Stars running out of nuclear fuel pass through the preplanetary or protoplanetary nebula stage - a short period in the cycle of stellar evolution that has nothing to do with planets.
Over a few thousand years, the hot remains of the aging star in the center of the nebula heat it up, excite the gas, and make it glow as a subsequent planetary nebula. The short lifespan of preplanetary nebulae means there are relatively few of them in existence at any one time.
In addition, they are very dim, requiring powerful telescopes to be seen.

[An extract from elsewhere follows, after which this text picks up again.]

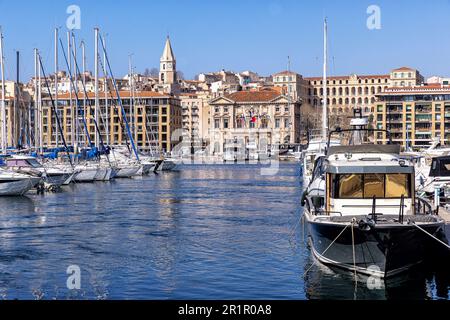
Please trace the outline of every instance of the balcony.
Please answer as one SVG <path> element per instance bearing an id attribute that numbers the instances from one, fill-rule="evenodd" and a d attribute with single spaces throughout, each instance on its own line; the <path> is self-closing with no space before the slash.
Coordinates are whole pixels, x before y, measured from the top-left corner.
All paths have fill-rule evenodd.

This combination of rarity and faintness means they were only discovered comparatively recently.
The Egg Nebula, the first to be discovered, was first spotted less than 40 years ago, and many aspects of this class of object remain shrouded in mystery.
At the center of this image snapped by NASA’s Hubble - and hidden in a thick cloud of dust - is the nebula’s central star.
While we can’t see the star directly, four searchlight beams of light coming from it shine out through the nebula. It is thought that ring-shaped holes in the thick cocoon of dust, carved by jets coming from the star, let the beams of light emerge through the otherwise opaque cloud. The precise mechanism by which stellar jets produce these holes is not known for certain, but one possible explanation is that a binary star system, rather than a single star, exists at the center of the nebula.
The onion-like layered structure of the more diffuse cloud surrounding the central cocoon is caused by periodic bursts of material being ejected from the dying star. The bursts typically occur every few hundred years.
The distance to the Egg Nebula is only known very approximately, the best guess placing it at around 3,000 light-years from Earth. This in turn means that astronomers do not have any accurate figures for the size of the nebula, as it may be larger and further away, or smaller but nearer.